Curator Achim Borchardt-Hume picks out some of the key works from Tate Modern’s retrospective of radical Russian artist Kazimir Malevich
An Englishman in Moscow 1914
A sabre, a white fish, a candle, a Russian Orthodox church: what can these possibly have to do with the full frontal portrait of a man in a top hat? And who is he anyhow? Some believe that this is a portrait of the poet Aleksei Kruchenykh with whom Malevich had collaborated on the avant-garde opera Victory over the Sun the year before. Kruchenykh wrote in Zaum, an invented language that defied the common rules of grammar and description, just as Malevich’s ‘alogical’ paintings defied common pictorial conventions.
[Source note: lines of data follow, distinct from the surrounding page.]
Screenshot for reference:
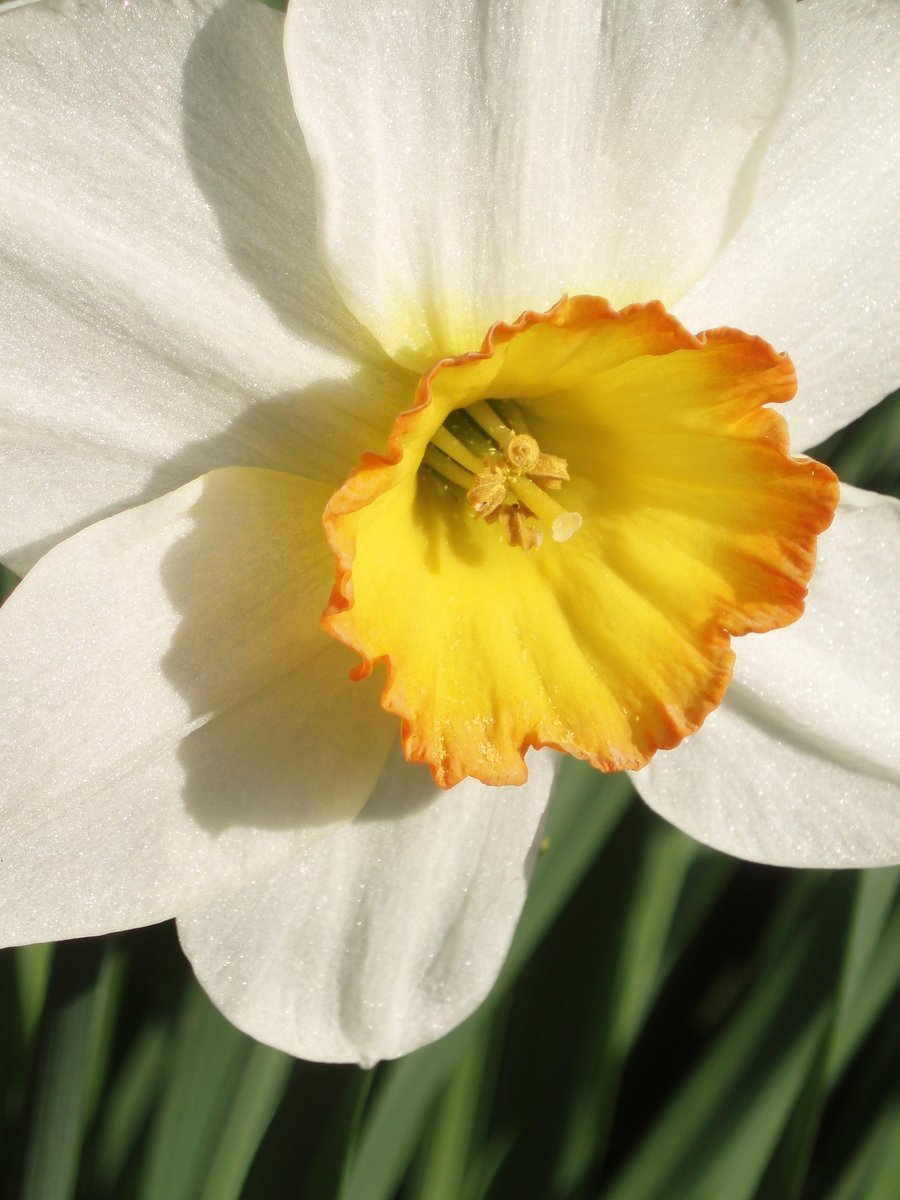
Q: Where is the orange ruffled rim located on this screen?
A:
[322,296,838,787]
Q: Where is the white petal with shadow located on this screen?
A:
[0,0,410,572]
[286,0,794,368]
[0,469,396,944]
[676,0,900,449]
[179,749,556,1066]
[634,488,900,866]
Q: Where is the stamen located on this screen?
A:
[422,444,475,491]
[422,400,582,550]
[466,400,514,450]
[497,508,544,550]
[506,433,548,475]
[431,425,485,475]
[509,479,581,541]
[466,467,506,517]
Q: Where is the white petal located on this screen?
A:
[179,750,554,1066]
[677,0,900,448]
[0,469,395,944]
[634,488,900,866]
[286,0,793,367]
[0,0,409,571]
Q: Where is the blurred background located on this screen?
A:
[0,392,900,1200]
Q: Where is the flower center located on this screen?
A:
[323,296,838,786]
[422,400,582,550]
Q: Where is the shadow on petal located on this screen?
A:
[182,0,383,360]
[162,468,396,845]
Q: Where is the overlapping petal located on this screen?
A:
[676,0,900,450]
[0,0,408,571]
[179,751,554,1066]
[0,0,900,1080]
[0,469,395,944]
[286,0,794,370]
[634,488,900,866]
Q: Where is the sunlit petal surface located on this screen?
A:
[634,488,900,866]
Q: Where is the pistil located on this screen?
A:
[422,400,582,550]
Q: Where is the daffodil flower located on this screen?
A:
[0,0,900,1062]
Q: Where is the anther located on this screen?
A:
[466,467,506,517]
[506,433,550,475]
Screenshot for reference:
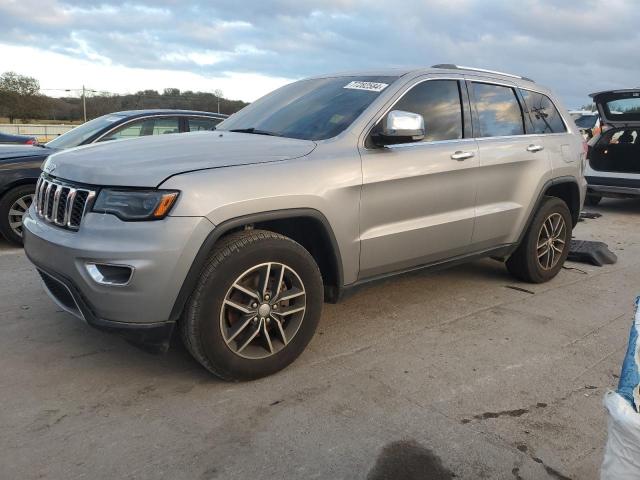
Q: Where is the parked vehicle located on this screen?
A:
[569,110,600,140]
[585,88,640,205]
[0,132,38,145]
[0,110,227,245]
[25,65,586,380]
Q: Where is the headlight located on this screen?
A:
[93,188,179,221]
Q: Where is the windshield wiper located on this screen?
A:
[229,127,282,137]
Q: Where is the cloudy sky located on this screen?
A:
[0,0,640,107]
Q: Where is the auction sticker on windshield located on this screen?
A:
[344,80,389,92]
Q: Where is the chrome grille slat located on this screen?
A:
[35,174,96,230]
[42,182,53,220]
[62,187,76,228]
[49,185,63,223]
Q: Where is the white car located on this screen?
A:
[585,88,640,205]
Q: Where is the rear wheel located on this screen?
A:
[507,197,572,283]
[584,194,602,207]
[181,230,323,380]
[0,185,35,245]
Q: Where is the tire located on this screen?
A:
[0,185,36,245]
[584,194,602,207]
[180,230,324,381]
[507,197,573,283]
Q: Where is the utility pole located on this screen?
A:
[213,88,222,113]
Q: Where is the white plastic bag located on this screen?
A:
[600,391,640,480]
[600,297,640,480]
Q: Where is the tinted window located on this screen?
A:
[47,115,123,148]
[188,118,222,132]
[521,90,568,133]
[574,115,598,128]
[393,80,463,142]
[216,76,397,140]
[102,117,180,141]
[471,83,524,137]
[603,92,640,122]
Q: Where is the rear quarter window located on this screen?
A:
[520,90,564,133]
[471,82,524,137]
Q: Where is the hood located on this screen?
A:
[43,131,316,187]
[0,145,56,162]
[589,88,640,127]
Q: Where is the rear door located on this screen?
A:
[360,78,478,278]
[467,76,551,251]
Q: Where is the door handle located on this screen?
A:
[451,151,475,161]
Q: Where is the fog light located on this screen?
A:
[85,263,134,286]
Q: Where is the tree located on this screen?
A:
[0,72,46,123]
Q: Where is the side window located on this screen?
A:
[471,82,524,137]
[392,80,463,142]
[520,90,567,133]
[187,118,222,132]
[101,117,180,141]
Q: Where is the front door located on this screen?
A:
[360,78,478,279]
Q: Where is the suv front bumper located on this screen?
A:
[23,209,213,351]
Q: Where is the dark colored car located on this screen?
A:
[0,132,38,145]
[0,110,227,245]
[584,88,640,206]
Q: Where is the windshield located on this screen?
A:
[216,76,398,140]
[46,115,123,149]
[575,115,598,128]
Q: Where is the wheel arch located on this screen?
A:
[171,208,344,320]
[538,177,581,227]
[508,176,582,259]
[0,177,38,199]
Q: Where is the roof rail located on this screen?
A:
[431,63,535,83]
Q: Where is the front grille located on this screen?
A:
[35,174,95,230]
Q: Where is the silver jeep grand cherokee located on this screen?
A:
[24,65,585,380]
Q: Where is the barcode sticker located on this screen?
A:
[344,80,389,92]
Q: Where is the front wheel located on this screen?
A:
[0,185,36,245]
[507,197,573,283]
[181,230,323,381]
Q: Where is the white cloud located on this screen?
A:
[0,44,292,102]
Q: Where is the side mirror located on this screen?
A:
[373,110,425,146]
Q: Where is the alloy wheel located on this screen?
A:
[9,194,34,238]
[536,213,567,270]
[220,262,306,360]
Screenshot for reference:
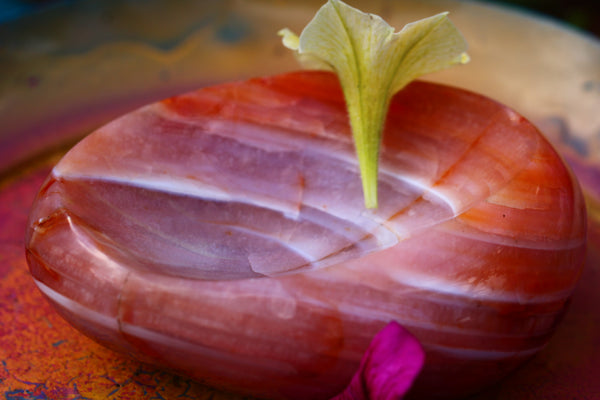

He combined disparate objects with words to break down the divide between image and text. Malevich at times would parade around the streets of Moscow with a red spoon attached to his lapel to expose the narrowness of bourgeois taste. The sabre at the centre may be a reference to the rising tensions across Eastern Europe, which soon enough culminated in the outbreak of the First World War.
Black Quadrilateral 1915
Black Quadrilateral is much more famous under its popular, but not strictly accurate, title Black Square. Over the past hundred years, Black Square has lost none of its stark power and continues to baffle and bewilder viewers today as much as it did then. The original version presided over Malevich’s dramatic unveiling of suprematism, the term he chose for his abstract art, at The Last Futurist Exhibition 0.10 in St Petersburg in late 1915, a landmark in the history of modern art. Then, it was hung across the top corner of the room, taking the place traditionally reserved for Russian icons. Over the course of his life, Malevich painted four versions of Black Square. This suggests that the programmatic idea of a painting showing nothing was more important to him than the actual object. Like Duchamp’s ready-mades, once in existence, Black Square opened unlimited possibilities for future generations of artists.
Supremus No 55 1916
Following his visit to one of the earliest Malevich exhibitions in the West, the US sculptor Donald Judd wrote in 1972: ‘Today, it’s clear that form and colour appeared for the first time in the forms and colours of the paintings Malevich painted in 1915… within the framework that Malevich laid down, new works and controversies continue to arise to this day.’ Many associate Malevich’s abstract work with hard-edged geometric shapes in bold colours, but Supremus No 55 shows an altogether different sensibility. Abstraction is often interpreted as a turning away from reality. Many artists, however, Malevich included, experienced non-figurative painting as creating a new, less earth-bound reality, not dissimilar to the dream of flying into space, which so dominated the Russian imagination of the time. Supremus No 55 owes its escape from the Stalinist persecution of avant-garde art to the fact that courageous curators at the Regional Art Museum F.A. Kovalenko in Krasnodar resisted orders for its destruction.
Gota 2-a 1923–7 / 1978
In 1919, Malevich moved to Vitebsk in Belarus to teach at the local art school founded by Marc Chagall in what was Chagall’s home town. Following the October Revolution in 1917, many artists wondered how their work could contribute to the struggle of their fellow countrymen and women. Life in post-revolutionary Russia was blighted by civil war, the hardships of the First World War and food shortages, all of which made a teaching post in a regional town seem an attractive option. Malevich soon abandoned painting in favour of developing ideas of how to apply suprematism to the world at large. Not long after his arrival, together with his students, he painted the streets of Vitebsk with suprematist decorations. But he soon began to translate two-dimensional compositions into three-dimensional architectural models which hint at the ambition and urgency of wanting to turn feudal Russia into a radically modern society.
Woman Worker 1933
In the final years of his life, Malevich not only returned to making art but to figurative painting. Much art history is informed by the view that abstraction signals progress and figuration a ‘return to order’, like the prodigal son returning to the home of his father. It is questionable whether Malevich ever experienced abstract (or non-figurative art, as he would have called it) and figurative painting this way, or even saw them as mutually exclusive. This portrait suggests otherwise. The colour scheme is very similar to that of various suprematist compositions, especially the use of bold primary colours. The woman appears to be dressed not in working clothes but a suprematist uniform. Thus it appears too facile to explain this anonymous portrait simply as a concession to the demands of socialist realism; all the more so, as Malevich signed the painting not with his name, but his signature Black Square.